The default behaviour can be modified by appending an extrainfo string to the buildmethod, eg SMOOTHED_ASMP:ExtraInfo. Here ExtraInfo is a comma-separated list of quoted strings of the form "Parameter=Value".

ModelType
The transformation function \(\tofunc(\migprob)\) is controlled by the extrainfo string "ModelType=type"} where \begin{equation} \tofunc(q) = \left\{\begin{array}{ll} q, & \xinfovar{type}=\xinfoval{LINEAR}\\ \log q, & \xinfovar{type}=\xinfoval{LOG} \end{array}\right. \end{equation} The default value is ModelType=LINEAR.

Degree
The value for the degree \(\degree\) can be set with the extrainfo string "Degree=\(\degree\)". The default value is \(\degree=2\).

Order
The value for the order \(\order\) can be set with the extrainfo string "Order=\(\order\)". The default value is \(\order=1\).

Knots
There are two ways to set the B-Spline knots.
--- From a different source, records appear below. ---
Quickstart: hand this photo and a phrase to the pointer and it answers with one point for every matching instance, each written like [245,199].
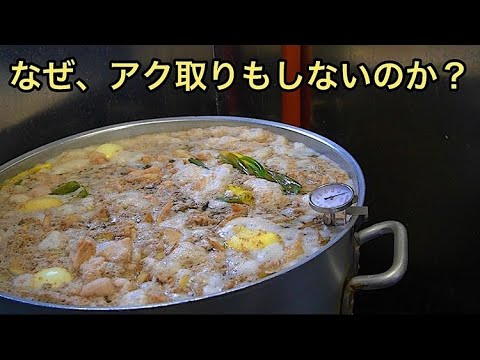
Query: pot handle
[389,277]
[400,256]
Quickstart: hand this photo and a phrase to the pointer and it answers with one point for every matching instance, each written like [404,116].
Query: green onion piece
[66,188]
[288,185]
[250,166]
[232,199]
[197,162]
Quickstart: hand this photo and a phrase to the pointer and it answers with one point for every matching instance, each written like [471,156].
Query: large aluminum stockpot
[322,283]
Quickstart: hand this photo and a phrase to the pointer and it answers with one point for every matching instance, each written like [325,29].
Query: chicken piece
[170,238]
[93,268]
[165,212]
[69,221]
[83,250]
[103,215]
[117,251]
[137,175]
[98,287]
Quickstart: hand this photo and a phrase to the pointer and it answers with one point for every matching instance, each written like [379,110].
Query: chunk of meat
[117,251]
[83,250]
[103,214]
[98,287]
[202,219]
[165,212]
[70,221]
[170,238]
[93,268]
[142,175]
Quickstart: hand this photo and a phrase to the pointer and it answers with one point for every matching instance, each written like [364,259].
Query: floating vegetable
[55,277]
[66,188]
[109,150]
[19,177]
[70,187]
[250,166]
[246,239]
[238,195]
[197,162]
[41,203]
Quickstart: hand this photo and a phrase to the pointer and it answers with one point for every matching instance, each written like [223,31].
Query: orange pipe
[291,100]
[306,102]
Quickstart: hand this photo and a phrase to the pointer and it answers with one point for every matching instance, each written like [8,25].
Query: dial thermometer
[333,199]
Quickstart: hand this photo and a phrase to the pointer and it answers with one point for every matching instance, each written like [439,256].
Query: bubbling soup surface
[161,217]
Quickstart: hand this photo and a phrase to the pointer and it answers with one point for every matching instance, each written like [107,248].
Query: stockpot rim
[232,121]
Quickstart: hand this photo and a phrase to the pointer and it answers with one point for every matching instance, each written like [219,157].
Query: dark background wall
[419,150]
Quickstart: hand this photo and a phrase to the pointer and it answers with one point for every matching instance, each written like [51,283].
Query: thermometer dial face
[331,198]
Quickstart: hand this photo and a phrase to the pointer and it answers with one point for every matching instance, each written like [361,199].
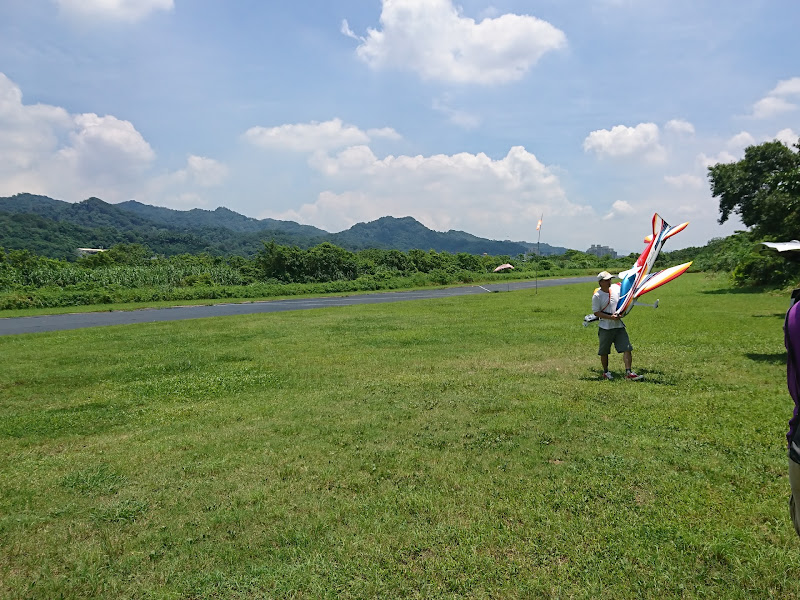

The first way is to set the minimum and maximum ages using extrainfo strings "MinAge=\(\minage\)" and "MaxAge=\(\maxage\)" respectively. The internal points are then equally spaced upwards from \(\minage\) \begin{equation} x_i = \minage + \knotspacing\times i,\quad i=1,\ldots,\nintern \end{equation} where \begin{equation} \nintern=\ceil{\frac{\maxage-\minage}{\knotspacing}}-1 \end{equation} and the spacing \(\knotspacing\) is specified by the extrainfo string "KnotSpacing=\(\knotspacing\)". The default values are \(\minage=0\), \(\maxage=90\) and \(\knotspacing=2\). The second way is to set the knots explicitly using the extrainfo string "Knots=\(\minage\)|\(x_1\)|\(x_2\)|\(\ldots\)|\(x_\nintern\)|\(\maxage\)".

Penalty
The value for the penalty \(\pen\) can be set with the extrainfo string "Penalty=\(\lambda\)". If \(\pen\) is negative then it is chosen to minimize the Bayesian Information Criterion. The default value is \(\pen=-1\).